The best things about my home town in California are the hiking trails within a minute’s walk of my front door. They’re the things I miss most now that I’m a city dweller. But thankfully I don’t have to travel far from London to find the same setup. In fact, I’m in Wales now hiking Pen y Fan—the highest peak in south Wales—right from my doorstep.
Brecon Beacons National Park
I’m staying with friends near Talybont-on-Usk, a town in the Brecon Beacons National Park (you may remember it from my winter weekend in Wales earlier this year). It’s a great base for walking and other outdoor activities, and the perfect place to start a day hike to Pen y Fan.
Hiking Pen y Fan
We start our walk just after 9am, all of us excited to be outdoors on a sunny day. Our backpacks are loaded with food and water, and we have a trusty canine companion to keep us company on the 19-mile journey.

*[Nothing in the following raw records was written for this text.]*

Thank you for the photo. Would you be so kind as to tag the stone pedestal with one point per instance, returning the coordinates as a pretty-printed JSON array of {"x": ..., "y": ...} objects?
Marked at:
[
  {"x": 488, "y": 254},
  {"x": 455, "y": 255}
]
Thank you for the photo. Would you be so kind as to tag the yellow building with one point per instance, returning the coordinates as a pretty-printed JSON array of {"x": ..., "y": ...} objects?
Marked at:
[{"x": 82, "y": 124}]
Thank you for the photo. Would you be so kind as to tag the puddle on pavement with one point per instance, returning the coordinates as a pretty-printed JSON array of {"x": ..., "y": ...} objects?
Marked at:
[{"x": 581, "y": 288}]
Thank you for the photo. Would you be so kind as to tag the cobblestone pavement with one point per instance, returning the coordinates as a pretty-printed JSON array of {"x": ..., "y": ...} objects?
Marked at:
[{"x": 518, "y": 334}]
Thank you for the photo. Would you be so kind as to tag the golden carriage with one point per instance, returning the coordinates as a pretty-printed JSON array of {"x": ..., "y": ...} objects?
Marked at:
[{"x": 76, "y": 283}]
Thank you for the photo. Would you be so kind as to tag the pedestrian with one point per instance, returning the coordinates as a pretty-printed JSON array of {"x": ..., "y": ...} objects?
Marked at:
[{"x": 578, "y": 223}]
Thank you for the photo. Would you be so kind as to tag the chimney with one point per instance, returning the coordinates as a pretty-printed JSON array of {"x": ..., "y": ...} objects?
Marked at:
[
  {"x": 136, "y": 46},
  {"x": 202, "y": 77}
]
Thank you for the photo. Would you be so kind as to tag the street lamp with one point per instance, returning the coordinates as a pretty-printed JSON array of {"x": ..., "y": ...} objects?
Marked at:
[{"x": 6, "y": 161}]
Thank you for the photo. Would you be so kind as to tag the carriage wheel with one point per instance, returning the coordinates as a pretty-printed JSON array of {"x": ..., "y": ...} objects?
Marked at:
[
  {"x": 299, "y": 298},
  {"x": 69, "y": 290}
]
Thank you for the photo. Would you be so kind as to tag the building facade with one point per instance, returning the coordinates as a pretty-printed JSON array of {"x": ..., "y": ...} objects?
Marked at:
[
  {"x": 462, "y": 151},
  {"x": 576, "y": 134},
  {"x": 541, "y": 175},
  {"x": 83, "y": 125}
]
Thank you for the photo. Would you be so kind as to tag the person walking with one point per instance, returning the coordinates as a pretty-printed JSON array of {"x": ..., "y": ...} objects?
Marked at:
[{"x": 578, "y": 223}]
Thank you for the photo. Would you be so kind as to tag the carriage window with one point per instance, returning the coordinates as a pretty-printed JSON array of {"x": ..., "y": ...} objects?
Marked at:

An ordinance map guides us to the beginning of our walk, and soon we’re traversing pastures and waving hello to sheep as we go.
It’s a relatively flat three-hour walk from Talybont-on-Usk to the base of Pen y Fan, so we’re all in good spirits. Blackberry bushes feed us their fruits, and we even spot a red phone box that’s been converted into a library.
We reach the base of the peak around 12pm, stopping for tea and biscuits (as good Brits and their naturalized counterparts do) before tackling the 2,907-foot summit.
It’s a steep two-hour climb from the base to the peak, and as we go I realize why hiking Pen y Fan is a serious achievement. My out-of-shape legs burn, but my eyes drink in the increasingly breathtaking views.
By the time we reach the top of Pen y Fan I’m won over by the 360-degree vistas. From patchwork farms to green gorges, this part of Wales has amazing scenery.
We have lunch on the summit, watching day-trippers from other parts of the Brecon Beacons queue up for photos as our hungry stomachs welcome homemade sandwiches.
As soon as we’re done, we start the steep descent between Pen y Fan and pointy Cribyn, the next peak over. Then it’s another climb to Cribyn’s summit, where more views await.
Down and up again, our third peak of the day is Fan y Big, which despite its giggle-inducing name has great views of the other two summits (as well as Corn Du behind Pen y Fan).
After Fan y Big it’s a long walk along a ridge where the four peaks look increasingly like giant submarines emerging from the valley. The late afternoon sun lights up the path with its golden glow, and even though my feet ache my smile is unstoppable.
Soon it’s back through fields and beside sheep, and before long we’re home again. Hiking Pen y Fan has taken over 9 hours, and we’ve finished shortly before sunset.
My legs feel like noodles and my soles need a rest, but my spirit is soaring with a sense of accomplishment. 19 miles is the longest hike I’ve ever done, and reaching the highest peak in south Wales is a big achievement. But above all, I’m happy to have done the hike right from my front door. Opening it is a homecoming in more ways than one.
Have you done a big hike? Where did you go and how did it feel?